Nun zu deiner Frage:
viele behaupten das er mindesten 70 cm tief sein sollte aber meiner Meinung nach min. 1,20m besser 1,50m
Aber erzähl doch erstmal mehr über dein Vorhaben...
Hast du schon unser Basiswissen entdeckt?  https://www.hobby-gartenteich.de/xf/forums/72/
Hier gibt es viele wichtige Beiträge zum Thema Teichbau.... viel Spaß bei uns


----------



## derschwarzepeter (14. März 2011)

*AW: Wie tief muss ein Teich für Goldis sein?*

Der Robert weiss, wovon er spricht:
Man dimensioniert Lebensräume für Lebewesen nicht so,
dass sie so gerade eben mit Ach und Krach überleben werden,
wenn der Winter nicht zufällig grimmiger als ein durchschnittlicher ausfällt.
Die größere Wassertiefe hat auch nicht zuletzt ein größeres Volumen zur Folge,
das den Teich in ALLEN Belangen stabiler und besser für Fische geeignet macht.
Nachdem es ja nicht NUR Goldfische oder Koi gibt, die man in seinen Teich setzen kann,
sondern eine Vielzahl anderer interessanter Lebewesen, die auch in flachen Gewässern prima zurechtkommen,
ist man da ja nicht unbedingt drauf angewiesen, tiefer zu buddeln.


----------



## Limnos (14. März 2011)

*AW: Wie tief muss ein Teich für Goldis sein?*

Hi

Das ist im Prinzip richtig, aber man sollte auch bedenken, dass das Entschlammen bei einer Tiefe über einen Meter deutlich schwieriger wird, und dass es im Frühjahr länger dauert bis ein großes Wasservolumen sich so weit erwärmt hat, dass es wieder los geht.
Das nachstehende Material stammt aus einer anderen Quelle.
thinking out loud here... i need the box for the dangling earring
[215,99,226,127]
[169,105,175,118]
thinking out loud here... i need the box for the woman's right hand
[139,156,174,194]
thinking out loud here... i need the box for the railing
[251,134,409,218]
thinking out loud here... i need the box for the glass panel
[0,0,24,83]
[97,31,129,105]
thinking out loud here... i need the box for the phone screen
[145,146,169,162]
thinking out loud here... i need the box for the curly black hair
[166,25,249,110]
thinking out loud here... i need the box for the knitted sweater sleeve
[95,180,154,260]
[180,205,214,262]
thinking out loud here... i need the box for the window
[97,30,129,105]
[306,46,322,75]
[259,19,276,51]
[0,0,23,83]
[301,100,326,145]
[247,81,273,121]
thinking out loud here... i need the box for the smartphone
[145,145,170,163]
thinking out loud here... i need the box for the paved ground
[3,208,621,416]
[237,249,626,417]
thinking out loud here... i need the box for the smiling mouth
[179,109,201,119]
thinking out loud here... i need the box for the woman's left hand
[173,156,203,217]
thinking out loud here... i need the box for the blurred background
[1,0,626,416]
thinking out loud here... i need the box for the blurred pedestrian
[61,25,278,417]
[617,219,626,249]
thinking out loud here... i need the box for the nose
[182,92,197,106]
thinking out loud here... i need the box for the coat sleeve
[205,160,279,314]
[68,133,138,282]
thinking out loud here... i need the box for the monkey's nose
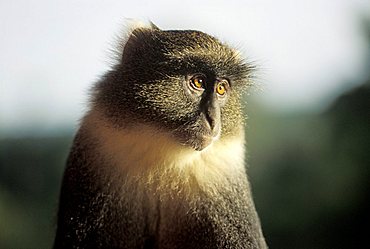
[205,111,216,130]
[202,111,220,138]
[200,94,220,134]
Ein verschlammter Teich setzt übrigens beträchtliche Mengen von Methan frei, die als Treibhausgas etwa 20 Mal so stark zur globalen Erwärmung beitragen wie die gleiche Menge CO2.

MfG.
Wolfgang


----------



## derschwarzepeter (15. März 2011)

*AW: Wie tief muss ein Teich für Goldis sein?*

Das stimmt schon, 
aber wenn man das so sieht,
wäre ein Vogerlbad NOCH leichter zu reinigen
und die globale Erwärmung fördert DAS überhaupt nicht. 
Nachdem kein natürlicher Seer regelmäßig entschlammt wird,
sollte man doch überlegen, die zur Erreichung der Klimaschutzziele 
und der Hygiene ehestmöglich bis auf eine Tiefe von 1 m zuzubetonieren.


----------



## sonnenblume22 (15. März 2011)

*AW: Wie tief muss ein Teich für Goldis sein?*

Ich würde auch eher zu 120cm raten.

Bedenke auch, dass man für Goldis auch viele Pflanzen im Teich haben sollte. Hier noch ein paar Basisinfos zu Goldfischen. Allerdings würde ich dir ein gute Buch zum Thema Teich und Teichfische empfehlen. Das ist nie verkehrt.


----------



## Regs (15. März 2011)

*AW: Wie tief muss ein Teich für Goldis sein?*

Hallo,
bei der Tiefe kommt es darauf an, dass der Teich auch im Winter noch komfortabel viel nicht gefrorenes Wasser bietet. Mit großen Goldfischen um 30 cm solltest Du eine Teichtiefe von mindestens einem Meter ins Auge fassen - falls möglich ruhig auch tiefer baggern. Die Tiere haben dann auch in kalten Wintern genügend viel Platz unter dem Eis. Was planst Du denn?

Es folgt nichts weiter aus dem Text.